Ordinarily this is perfectly fine, but keep in mind that it’s probably best to avoid conflicts with subnets that exist inside the internal network. If you’re lucky enough to have any knowledge of the internal network’s subnetting, try not to use an existing subnet range (though probably you’ll be forced to guess). Additionally, as noted in the Iodine documentation, make sure that the IP you choose for the server is in a subnet range that isn’t yet in use. For example, if the internal subnet 10.0.0/24 is already in use on the server, you shouldn’t also try to make use of it with Iodine. Pick a subnet that will only be used by Iodine.

Prepare the foothold box as much as possible (if you can): Iodine works well for moment-to-moment pentesting activity, but a DNS tunnel still offers limited bandwidth. Therefore, download-heavy operations such as installing new tools or dependencies can be quite time-consuming.
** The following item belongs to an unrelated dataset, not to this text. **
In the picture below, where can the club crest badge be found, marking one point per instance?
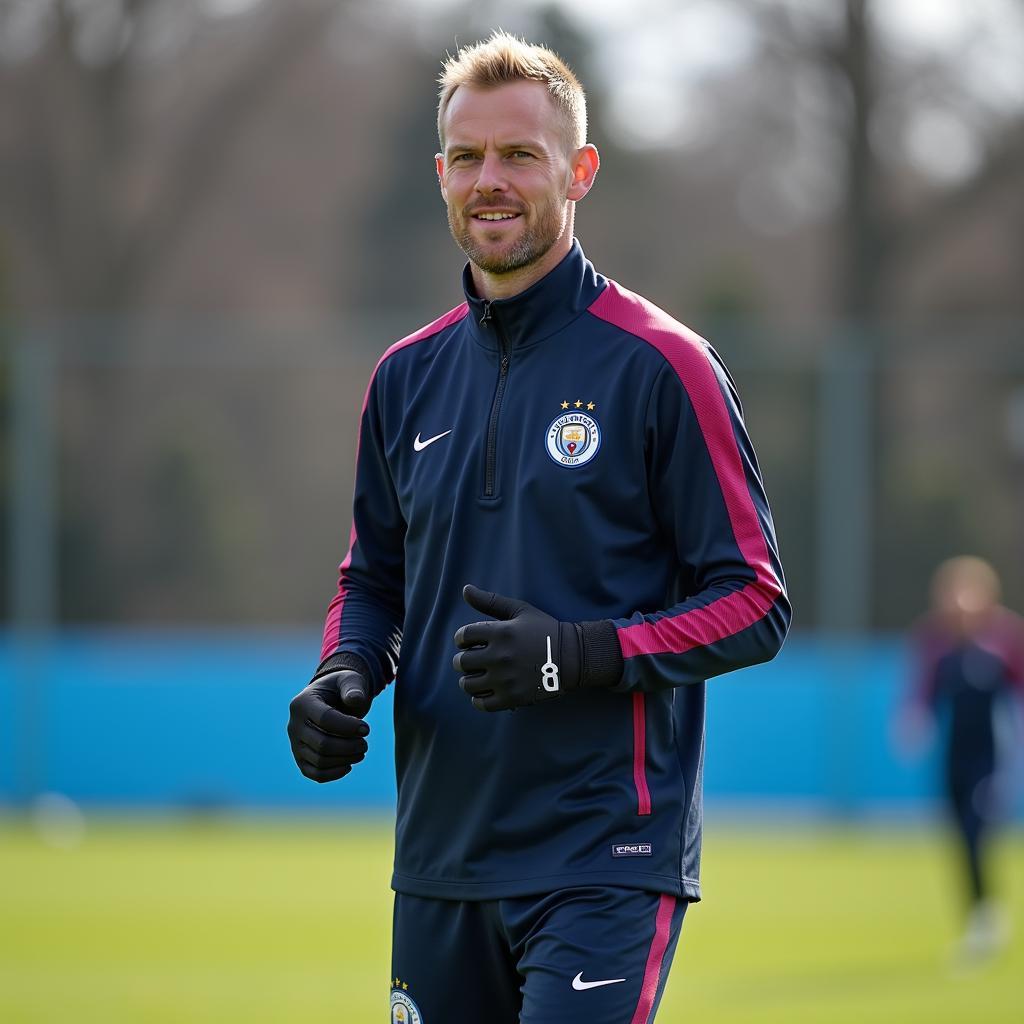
(573, 437)
(403, 1010)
Long downloads often saturate the tunnel to the degree that it’s too slow to do anything else in the meantime. This is frustrating and slows down an operation. If you have control of the foothold box before it’s placed in the internal network, be sure to install every tool you think you might reach for during the assessment; it’s better to err on the side of having too many tools than to stop repeatedly to install things you need.

Performance

As you might imagine, sending traffic over a DNS tunnel incurs a significant performance hit compared to SSH or HTTPS. However, Iodine performs well enough that working through the tunnel by using SSH is still entirely viable under most circumstances. You can see a few basic commands and their response times in the short video below.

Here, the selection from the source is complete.